Sold as a street side snack falafel is as common as coca cola in the middle east. Deep fried balls usually made from chickpeas, falafel can be served alone, with fuul or stuffed into a pita with fresh vegetables and salads. In Sudan the falafel or t’amiyya was made of fava beans and was served alone or as an addition to fuul. It was mostly plain in flavor and texture. In Egypt we started to see falafel in pita with some salad and sometimes a tahini based sauce. In Jordan we started seeing falafel topping bars, but it wasn’t until Israel that we had the full on falafel sandwich with chips, sauces, pickles and salads. So its deep friend, but actually falafel is packed with lots of vitamins, fiber and iron making it also relatively good for you!
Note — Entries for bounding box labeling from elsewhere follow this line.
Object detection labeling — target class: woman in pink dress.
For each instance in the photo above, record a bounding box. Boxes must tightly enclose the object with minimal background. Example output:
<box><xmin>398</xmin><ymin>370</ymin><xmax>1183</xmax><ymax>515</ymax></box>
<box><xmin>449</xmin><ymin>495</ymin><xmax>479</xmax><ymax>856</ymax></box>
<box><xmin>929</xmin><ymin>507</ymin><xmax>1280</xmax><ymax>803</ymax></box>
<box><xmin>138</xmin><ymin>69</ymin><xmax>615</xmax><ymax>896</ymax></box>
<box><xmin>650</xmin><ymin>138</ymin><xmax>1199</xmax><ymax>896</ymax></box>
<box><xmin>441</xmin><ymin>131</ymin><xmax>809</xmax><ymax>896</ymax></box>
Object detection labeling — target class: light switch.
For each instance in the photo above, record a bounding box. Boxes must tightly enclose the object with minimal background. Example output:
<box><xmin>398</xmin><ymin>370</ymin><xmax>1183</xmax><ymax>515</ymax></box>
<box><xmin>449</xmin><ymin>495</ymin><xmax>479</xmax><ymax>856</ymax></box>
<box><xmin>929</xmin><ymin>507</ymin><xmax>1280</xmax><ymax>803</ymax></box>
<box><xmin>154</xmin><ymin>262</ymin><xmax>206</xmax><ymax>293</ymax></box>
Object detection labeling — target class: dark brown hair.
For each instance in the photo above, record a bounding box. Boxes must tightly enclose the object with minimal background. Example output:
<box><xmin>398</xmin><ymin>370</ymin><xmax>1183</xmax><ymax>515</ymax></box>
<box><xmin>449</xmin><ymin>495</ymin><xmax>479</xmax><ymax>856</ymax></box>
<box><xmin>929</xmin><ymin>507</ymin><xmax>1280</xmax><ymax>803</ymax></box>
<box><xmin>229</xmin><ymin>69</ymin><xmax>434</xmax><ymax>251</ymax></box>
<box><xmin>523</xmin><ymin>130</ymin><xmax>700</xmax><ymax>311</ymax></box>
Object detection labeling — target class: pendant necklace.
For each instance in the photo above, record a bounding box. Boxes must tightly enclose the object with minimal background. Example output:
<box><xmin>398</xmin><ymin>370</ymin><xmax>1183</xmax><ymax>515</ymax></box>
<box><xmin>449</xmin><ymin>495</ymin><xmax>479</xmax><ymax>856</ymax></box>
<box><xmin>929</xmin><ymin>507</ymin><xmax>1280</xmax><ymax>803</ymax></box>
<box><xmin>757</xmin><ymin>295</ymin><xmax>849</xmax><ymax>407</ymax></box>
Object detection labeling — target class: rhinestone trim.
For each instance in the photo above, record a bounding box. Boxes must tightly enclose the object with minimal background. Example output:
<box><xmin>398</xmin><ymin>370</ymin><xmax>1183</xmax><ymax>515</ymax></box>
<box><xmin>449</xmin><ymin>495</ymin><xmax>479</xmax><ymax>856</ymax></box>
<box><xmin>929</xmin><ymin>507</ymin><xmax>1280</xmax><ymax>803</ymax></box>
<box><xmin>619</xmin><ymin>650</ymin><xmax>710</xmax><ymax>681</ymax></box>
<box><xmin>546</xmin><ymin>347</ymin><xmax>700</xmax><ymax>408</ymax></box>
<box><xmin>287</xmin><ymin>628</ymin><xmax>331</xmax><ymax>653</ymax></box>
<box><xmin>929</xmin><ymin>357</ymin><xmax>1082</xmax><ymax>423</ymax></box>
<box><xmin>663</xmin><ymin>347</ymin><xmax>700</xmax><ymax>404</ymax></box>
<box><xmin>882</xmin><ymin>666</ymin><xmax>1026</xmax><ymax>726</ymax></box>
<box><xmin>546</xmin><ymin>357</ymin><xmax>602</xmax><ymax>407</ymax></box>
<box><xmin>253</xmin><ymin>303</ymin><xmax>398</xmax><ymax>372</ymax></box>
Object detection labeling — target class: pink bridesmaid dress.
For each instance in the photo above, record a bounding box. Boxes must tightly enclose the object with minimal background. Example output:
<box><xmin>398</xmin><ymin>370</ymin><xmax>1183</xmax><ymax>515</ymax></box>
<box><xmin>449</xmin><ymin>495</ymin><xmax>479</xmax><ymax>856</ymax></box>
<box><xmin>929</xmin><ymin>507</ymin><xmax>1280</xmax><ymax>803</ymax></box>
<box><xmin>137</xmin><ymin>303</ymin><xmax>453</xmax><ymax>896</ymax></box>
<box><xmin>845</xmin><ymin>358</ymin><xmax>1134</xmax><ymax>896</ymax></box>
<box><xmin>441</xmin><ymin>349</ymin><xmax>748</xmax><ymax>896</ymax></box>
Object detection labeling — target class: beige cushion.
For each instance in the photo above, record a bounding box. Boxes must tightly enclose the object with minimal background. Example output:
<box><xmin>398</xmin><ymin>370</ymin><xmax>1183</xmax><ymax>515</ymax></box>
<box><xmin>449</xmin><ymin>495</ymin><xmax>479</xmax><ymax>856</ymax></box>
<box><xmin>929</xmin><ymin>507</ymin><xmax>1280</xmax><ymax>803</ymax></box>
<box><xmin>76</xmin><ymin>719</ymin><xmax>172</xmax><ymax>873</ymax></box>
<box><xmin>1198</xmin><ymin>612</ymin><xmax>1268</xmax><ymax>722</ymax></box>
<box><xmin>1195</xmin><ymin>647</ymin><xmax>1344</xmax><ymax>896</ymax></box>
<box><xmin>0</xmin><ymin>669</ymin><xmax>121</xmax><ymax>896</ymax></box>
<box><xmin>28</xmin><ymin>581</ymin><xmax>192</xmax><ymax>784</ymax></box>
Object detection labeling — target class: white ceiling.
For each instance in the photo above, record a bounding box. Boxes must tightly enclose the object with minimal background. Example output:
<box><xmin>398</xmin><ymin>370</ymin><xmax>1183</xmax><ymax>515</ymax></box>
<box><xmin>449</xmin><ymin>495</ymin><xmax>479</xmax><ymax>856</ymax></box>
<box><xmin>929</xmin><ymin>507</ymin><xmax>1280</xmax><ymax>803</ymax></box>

I’m sure everyone’s tried falafel before given how popular it is worldwide (we even had it in Mexico!), so I’ll just leave you all with a recipe from Tyler Florence on the Food Network:
- 2 cups dried chickpeas, picked through and rinsed
- 1 teaspoon baking powder
- 1 small onion, coarsely chopped
- 6 garlic cloves, smashed
- 1 tablespoon cumin seeds, toasted and ground
- 1 tablespoon coriander seeds, toasted and ground
- 1/4 teaspoon red pepper flakes
- 2 handfuls fresh flat-leaf parsley, leaves coarsely chopped
- 1 handful fresh cilantro, leaves coarsely chopped
- Kosher salt and freshly ground black pepper
- Vegetable oil, for frying
- 8 warm pita bread, store bought or homemade recipe follows
- Tahini Sauce, recipe follows
- Shredded lettuce, sliced tomatoes, chopped cucumbers
Put the dried chickpeas in a large bowl and add cool water to cover by 2 inches. Soak the beans in the refrigerator for at least 18 hours or up to 24; the chickpeas will swell to triple their original size. Drain and rinse thoroughly.
Put the soaked chickpeas in a food processor and pulse to coarsely grind, not until smooth but with no whole chickpeas remaining either. Add the baking powder, onion, garlic, spices, and herbs; process until the mixture is pureed; scraping down the sides of the bowl as needed. Taste and season with salt and pepper. Transfer to a bowl and refrigerate while heating the oil, this should take about 15 minutes.
Pour 3-inches of the oil in a deep fryer or deep heavy pot and heat to 375 degrees F.
Roll the falafel mixture into ping-pong size balls. (Alternatively, use an ice cream scoop.) Carefully slip a few at a time into the hot oil, making sure they don’t stick to the bottom. Fry until the chickpea fritters are a crusty dark brown on all sides, turning as needed, about 5 minutes per batch. Remove the falafels with a slotted spoon and drain on a platter lined with paper towels.
Open the pita bread halves to make pockets (don’t split all the way) and put 4 fried falafels into each. Drizzle with the tahini sauce and layer with lettuce, tomatoes, and cucumbers. Serve immediately.